If you're rich, Biblical scholar Ched Myers has some bad news for you. "Here's the terrible news of the Bible: God is against rich people," Myers said during a recent lecture at the Christian Faith Baptist Church in Southeast Raleigh to a gathering of about 50 religious activists.
Myers used the Gospel account of "the rich young man" to illustrate his argument that capitalist economics is antithetical to the Biblical message of good news for the poor.
Myers, who is best known for his 1988 book Binding the Strong Man, a political reading of Mark's Gospel, spoke about what he calls "Sabbath economics."
Myers' talk, "Practicing Sabbath and Jubilee in Daily Life," was sponsored by local members of the Sabbath Economics Collaborative, a national group of theologians, activists and others who are working to promote Sabbath economics.
In his 2001 book, The Biblical Vision of Sabbath Economics, Myers defines Sabbath economics. "At its root, Sabbath observance is about gift and limits: the grace of receiving that which the Creator gives, and the responsibility not to take too much, nor to mistake that gift for a possession."
In Mark's account, a rich young man asked Jesus, "What must I do to receive eternal life?" After saying he obeys all the commandments, Jesus tells the man there is one more thing he must do.
"Go and sell all you have and give the money to the poor, and you will have riches in heaven, and come follow me." (Matthew 10:17-21)
The rich man, saddened because he won't give up his wealth, just walks away, which leaves the disciples flabbergasted because Jesus was putting "unreasonable demands on a person of wealth," Myers said, "which is exactly the reaction you're going to get when you try to go to your church and talk about Sabbath economics.

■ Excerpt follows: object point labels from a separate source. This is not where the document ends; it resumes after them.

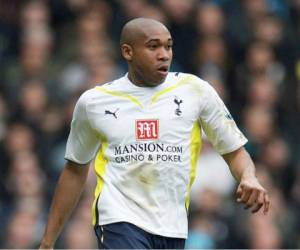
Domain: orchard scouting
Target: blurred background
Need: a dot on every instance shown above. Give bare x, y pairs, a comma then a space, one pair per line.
248, 50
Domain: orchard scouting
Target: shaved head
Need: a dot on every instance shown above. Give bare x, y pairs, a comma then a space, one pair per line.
137, 28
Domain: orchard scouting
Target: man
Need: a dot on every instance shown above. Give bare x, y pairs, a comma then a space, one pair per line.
145, 130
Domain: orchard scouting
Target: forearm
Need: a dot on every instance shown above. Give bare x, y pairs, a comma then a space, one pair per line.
67, 193
240, 164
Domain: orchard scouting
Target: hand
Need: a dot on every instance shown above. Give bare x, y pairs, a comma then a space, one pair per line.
252, 194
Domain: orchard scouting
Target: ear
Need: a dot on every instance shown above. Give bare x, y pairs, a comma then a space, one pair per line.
126, 51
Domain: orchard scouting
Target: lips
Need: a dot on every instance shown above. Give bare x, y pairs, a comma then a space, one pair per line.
163, 70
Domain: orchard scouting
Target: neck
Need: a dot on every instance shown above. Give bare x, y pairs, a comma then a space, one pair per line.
136, 79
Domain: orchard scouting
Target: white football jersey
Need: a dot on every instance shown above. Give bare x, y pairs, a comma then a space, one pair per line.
146, 142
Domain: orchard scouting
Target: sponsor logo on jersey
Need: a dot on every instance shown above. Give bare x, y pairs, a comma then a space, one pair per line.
146, 129
178, 101
107, 112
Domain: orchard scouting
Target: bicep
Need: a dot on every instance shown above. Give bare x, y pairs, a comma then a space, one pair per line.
83, 141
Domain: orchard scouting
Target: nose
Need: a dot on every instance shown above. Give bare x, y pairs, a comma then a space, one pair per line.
164, 54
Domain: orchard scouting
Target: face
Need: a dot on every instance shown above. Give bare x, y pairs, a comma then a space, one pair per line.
149, 57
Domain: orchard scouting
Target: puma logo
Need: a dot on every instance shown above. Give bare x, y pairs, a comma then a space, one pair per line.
178, 102
107, 112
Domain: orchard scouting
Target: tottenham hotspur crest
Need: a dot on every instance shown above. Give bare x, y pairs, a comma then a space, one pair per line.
178, 102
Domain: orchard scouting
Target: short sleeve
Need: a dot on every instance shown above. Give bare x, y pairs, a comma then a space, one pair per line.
219, 125
83, 141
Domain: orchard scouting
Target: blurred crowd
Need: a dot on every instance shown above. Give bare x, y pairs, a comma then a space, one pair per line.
248, 50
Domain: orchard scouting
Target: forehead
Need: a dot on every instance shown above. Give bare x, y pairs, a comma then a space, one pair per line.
155, 33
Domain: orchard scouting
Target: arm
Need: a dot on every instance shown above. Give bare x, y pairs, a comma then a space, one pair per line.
67, 193
250, 192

Immediately they're going to say, 'Oh now why are you dogging the rich people?' They're going to call you Communist."
Like Jesus, who told the rich man he loved him, churches need to be challenged with tough love, Myers said.
The love people often have for their congregations is a "sort of soft love," Myers said. "We don't actually love our people enough to say that our affluence is killing us."
John Parker of Raleigh, a local member of the Sabbath Economics Collaborative, said his group is engaged in an interfaith effort to get faith communities interested in Sabbath economics "with an eye toward nurturing local economies." The group promotes increased giving and the use of "economic practices that honor and preserve the environment, reduce consumption and not feed the system that continues to concentrate power with corporations and the elite."